Le périple d’Oscar Aynaud, aventurier moderne désormais basé à Singapour, est riche d’aventures si nombreuses qu’un seul article ne suffirait pas à les relater. Après la première partie parue hier et recommandée en fin d'article, voici aujourd’hui la seconde partie, de la Russie à Singapour.

Oscar est habillé en dresseur d'aigle.Oscar est habillé en dresseur d'aigle.
Avec l'aigle et l'habit traditionnel, Sud du Kazakhstan
Écrit par Corinne Rousset
Publié le 4 mars 2024, mis à jour le 21 mars 2024

Lorsqu’on rencontre Oscar, on est d’abord charmé par ses manières impeccables, sa façon humble de toujours rire aux éclats pour déjouer les questions trop personnelles, ou la noblesse de son attachement, presque désuet, aux valeurs traditionnelles de la France. Mais ne nous y trompons pas. Derrière sa face d’ange et son allure discrète, Oscar Aynaud est un jeune homme d’une énergie puissante et rare, qui aimante tous ceux et toutes celles qui ont la chance de croiser sa route.  

Après quelques sueurs froides en Irak, Oscar parcourt la Russie, en passant par la Géorgie, remonte jusqu’à Moscou, avant de traverser tout le pays vers l’Est. Là, son périple personnel croise encore la grande histoire : Il reste bloqué plusieurs heures sur la route entre Volgograd et Moscou, lorsque le mercenaire oligarque Prigozhin remonte en convoi militaire sur la capitale pour tenter son coup d’état en juin 2023.  

Dans un bar-thé dansant improbable à Omsk, sorte de lieu tout droit sorti du roman 1984, où la jeunesse se réunit pour boire et refaire le monde, il fait la connaissance d’un groupe de jeunes hackers russes. Comme les autres avant eux, ils se hasardent à quelques confidences à voix basse, tout en regardant prudemment autour, et partagent leurs doutes sur le régime, leur désaccord sur la guerre en Ukraine, leur horizon incertain. 

 

Oscar Aynaud campe au bord du lac Song Kui au Kyrgystan.
Bivouac au bord du lac Song Kul, Kyrgystan

En traversant la Sibérie, où il campe dans les steppes, Oscar rejoint le Kazakhstan, qui sera le zénith de son voyage. Seul au monde, il découvre des sites d’une beauté à couper le souffle, entre vallées, pics enneigés, rivières et glaciers, écrins d’une nature magiquement préservée.  

Ses passages aux stations d’essence sont souvent l’occasion de précieuses rencontres. Régulièrement, on lui paye son plein d’essence. Un jour, un type conclut avec lui un touchant marché : Oscar doit enregistrer un message vidéo d’amour en français, proclamant sa passion pour l’épouse adorée. En échange, lui aussi lui paye son plein. Notre réputation de peuple romantique a encore de beaux jours devant elle.   

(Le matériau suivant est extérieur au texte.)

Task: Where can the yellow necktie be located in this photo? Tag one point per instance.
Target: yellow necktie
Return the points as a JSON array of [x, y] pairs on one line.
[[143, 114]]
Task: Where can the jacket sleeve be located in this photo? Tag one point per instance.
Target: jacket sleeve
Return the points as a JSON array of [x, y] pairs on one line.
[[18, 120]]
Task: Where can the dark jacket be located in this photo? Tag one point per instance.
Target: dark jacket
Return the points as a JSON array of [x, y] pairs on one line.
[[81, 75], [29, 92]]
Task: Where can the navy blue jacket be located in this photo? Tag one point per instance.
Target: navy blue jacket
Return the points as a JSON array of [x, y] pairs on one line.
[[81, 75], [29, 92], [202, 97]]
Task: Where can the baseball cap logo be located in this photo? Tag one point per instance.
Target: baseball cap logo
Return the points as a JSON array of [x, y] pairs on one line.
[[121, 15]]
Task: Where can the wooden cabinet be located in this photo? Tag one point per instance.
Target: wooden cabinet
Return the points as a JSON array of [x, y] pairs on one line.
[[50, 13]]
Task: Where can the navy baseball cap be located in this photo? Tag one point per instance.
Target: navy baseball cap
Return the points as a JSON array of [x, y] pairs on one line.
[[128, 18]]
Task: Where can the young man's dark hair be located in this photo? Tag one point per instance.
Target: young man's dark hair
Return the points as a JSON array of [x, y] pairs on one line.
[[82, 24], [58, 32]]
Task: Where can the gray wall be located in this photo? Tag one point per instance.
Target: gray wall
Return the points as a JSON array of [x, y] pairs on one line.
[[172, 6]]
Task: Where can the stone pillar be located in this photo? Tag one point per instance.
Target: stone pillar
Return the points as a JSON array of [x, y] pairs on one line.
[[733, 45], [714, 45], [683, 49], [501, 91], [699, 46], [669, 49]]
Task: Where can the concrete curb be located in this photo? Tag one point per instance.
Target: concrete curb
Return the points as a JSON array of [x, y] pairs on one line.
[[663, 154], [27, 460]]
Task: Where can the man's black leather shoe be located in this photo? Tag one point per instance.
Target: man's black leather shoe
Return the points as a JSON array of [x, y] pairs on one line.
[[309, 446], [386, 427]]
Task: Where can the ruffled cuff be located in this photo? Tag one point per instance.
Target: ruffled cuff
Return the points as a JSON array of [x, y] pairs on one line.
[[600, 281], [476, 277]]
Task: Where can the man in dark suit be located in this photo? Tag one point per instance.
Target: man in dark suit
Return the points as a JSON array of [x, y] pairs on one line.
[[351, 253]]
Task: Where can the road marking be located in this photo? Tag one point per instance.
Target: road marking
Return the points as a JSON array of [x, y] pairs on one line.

Là encore, un habitant local le prend sous son aile. Cette fois c’est un russe installé depuis longtemps au Kazakhstan, ancien militaire de l’époque soviétique ayant fait fortune dans les mines. Armid vit dans une ambiance de fin de règne, entouré de serviteurs loyaux jusqu'à la mort à qui il dicte non-stop toutes sortes d’ordres, comme si le téléphone portable n’avait jamais fait effraction dans son monde. Pendant des heures, il enseigne à Oscar les pierres, leurs caractéristiques, et leur valeur. À son départ, il insiste pour lui offrir son précieux, mais lourd équipement militaire russe de l’époque. Oscar, qui voyage léger, doit refuser. Son hôte, ne sachant plus que faire pour honorer son jeune prodige, appelle tous ses amis à Almaty, pour qu’Oscar y soit reçu comme un prince. Promesse tenue. Le jeune homme est accueilli chez des russes au même profil interlope, invité dans des restaurants baroques aux allures de palaces défraîchis, où des quantités surréalistes de plats défilent, servis par des armées de serviteurs. Partout où il passe, son nom est sur les listes de soirées délirantes, où le champagne coule à flots et où des créatures en shorts sexy enjambent des motos de luxe. 

L'un de ces notables tente même de lui proposer sa propre fille. Après tout, n’est-il pas le gendre idéal ? Il est vrai qu’à ce stade de son voyage, Oscar parle anglais avec l’accent russe !  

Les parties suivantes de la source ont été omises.